# Transfer Video to dvd(best Method)



## indiana324 (May 14, 2008)

How could i get this done? any way i could send it to pc from my networked hr21?? If not maybe some kind of settop dvd burner? does anyone have a suggestion ? Certain Model burner you use?
thanks! 

Mike


----------



## michaelancaster (Jul 7, 2007)

I have my HR20-700 connected via S-video directly to my DVD recorder (Memorex DVD recorder). You must play the video at normal speed to record it and make sure if you use S-video cable, you must also use audio cables to connect the sound. I currently have recorded over 200 DVD movies in my library and the S-video brings a great picture, not in HD but looks pretty good for SD.


----------



## indiana324 (May 14, 2008)

michaelancaster said:


> I have my HR20-700 connected via S-video directly to my DVD recorder (Memorex DVD recorder). You must play the video at normal speed to record it and make sure if you use S-video cable, you must also use audio cables to connect the sound. I currently have recorded over 200 DVD movies in my library and the S-video brings a great picture, not in HD but looks pretty good for SD.


I have a pc with a/v capture card, would the quality be better from a stand alone dvd recorder or the same as capture from pc? I would just have to run cables from the dvr to pc...like 20ft cables? Whats the better method?? Would I have any problem recording shows in HD using these methods?

Thanks again!

Mike


----------



## harsh (Jun 15, 2003)

It is a matter of convenience.

You have more control with a computer based solution. You could conceivably record in raw mode for more thoughtful subsequent compression (especially if your other DVD players support DIVX or some high-zoot WMF).

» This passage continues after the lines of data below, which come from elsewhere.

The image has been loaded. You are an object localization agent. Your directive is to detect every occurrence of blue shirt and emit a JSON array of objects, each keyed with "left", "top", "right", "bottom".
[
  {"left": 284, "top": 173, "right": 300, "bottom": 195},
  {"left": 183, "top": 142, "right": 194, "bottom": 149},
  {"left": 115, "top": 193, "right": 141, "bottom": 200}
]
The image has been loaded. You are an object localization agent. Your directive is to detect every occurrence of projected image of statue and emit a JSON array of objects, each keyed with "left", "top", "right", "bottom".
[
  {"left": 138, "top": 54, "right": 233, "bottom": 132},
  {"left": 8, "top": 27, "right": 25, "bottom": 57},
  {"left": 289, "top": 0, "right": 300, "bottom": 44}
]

OTOH, it is nice to just press record on one machine and play on the other and not have to worry about player compatibility (unless you have one of those idiot DVD-RAM recorders).


----------



## FlBillsfan (Apr 23, 2008)

I have a Magnavox DVD recorder from Walmart for $135. They have one without a tuner for $98. It isn't HD, but the picture quality is very good up to 2 1/2 hrs, especially if the program is in HD. A feature I like with the Magnavox is if a movie is 2hr10min I set it to record for 21/2 hr. Then I can edit out the last 20 min. Many DVD recorders will not do this.


----------



## indiana324 (May 14, 2008)

how can you do editing? Dont ya need hard drive equiped dvd recorder to do editing? anyone got a recorder that also has dvr built in?


----------



## Rankor (Jun 3, 2006)

indiana324 said:


> how can you do editing? Dont ya need hard drive equiped dvd recorder to do editing? anyone got a recorder that also has dvr built in?

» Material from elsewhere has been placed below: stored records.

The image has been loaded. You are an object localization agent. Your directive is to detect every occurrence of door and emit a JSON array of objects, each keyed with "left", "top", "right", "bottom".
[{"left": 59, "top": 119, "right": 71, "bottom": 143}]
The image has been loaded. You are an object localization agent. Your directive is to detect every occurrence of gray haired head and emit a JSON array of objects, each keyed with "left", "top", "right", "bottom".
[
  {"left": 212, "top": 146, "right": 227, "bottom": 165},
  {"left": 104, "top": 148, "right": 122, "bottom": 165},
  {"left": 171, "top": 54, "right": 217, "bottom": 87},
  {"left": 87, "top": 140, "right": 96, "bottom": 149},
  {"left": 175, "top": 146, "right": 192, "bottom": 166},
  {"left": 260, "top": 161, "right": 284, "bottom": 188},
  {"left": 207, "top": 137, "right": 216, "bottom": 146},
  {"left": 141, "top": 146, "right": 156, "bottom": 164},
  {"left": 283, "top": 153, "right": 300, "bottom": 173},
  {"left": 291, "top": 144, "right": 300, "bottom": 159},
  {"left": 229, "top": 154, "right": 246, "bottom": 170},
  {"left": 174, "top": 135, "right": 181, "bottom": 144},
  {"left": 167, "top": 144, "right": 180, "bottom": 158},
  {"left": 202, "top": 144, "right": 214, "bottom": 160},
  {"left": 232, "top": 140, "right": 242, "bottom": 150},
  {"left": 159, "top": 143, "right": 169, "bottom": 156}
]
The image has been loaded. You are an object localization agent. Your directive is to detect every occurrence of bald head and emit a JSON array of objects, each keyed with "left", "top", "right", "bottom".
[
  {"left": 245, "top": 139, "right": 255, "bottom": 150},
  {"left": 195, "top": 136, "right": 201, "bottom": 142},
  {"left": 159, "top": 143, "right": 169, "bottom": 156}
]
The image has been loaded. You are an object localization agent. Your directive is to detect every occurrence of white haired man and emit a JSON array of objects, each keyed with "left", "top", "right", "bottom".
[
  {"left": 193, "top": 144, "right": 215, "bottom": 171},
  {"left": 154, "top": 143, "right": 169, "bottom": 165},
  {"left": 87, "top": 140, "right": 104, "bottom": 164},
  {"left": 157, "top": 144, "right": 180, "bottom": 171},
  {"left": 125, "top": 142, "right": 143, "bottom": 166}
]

It probably just sets the table of contents on the dvd to tell the player that there is no content, beyond the end of the recorded programs. Far as I know the only dvds that you can edit to gain more recording space without erasing the whole disc is is dvd-ram.


----------



## dfergie (Feb 28, 2003)

I used to use a Panny with Dvd Ram, but I have used Replay boxes for awhile now... I record at HQ then with dvarchive move the mpeg to a pc and use VideoReDo to edit and the last step is use dvd patcher to set the flag to 16:9 or I use Ulead's Movie Factory 6 which will set to 16:9 and burn...


----------



## highheater (Aug 30, 2006)

Go to avsforum and look for the DVD recorder thread


----------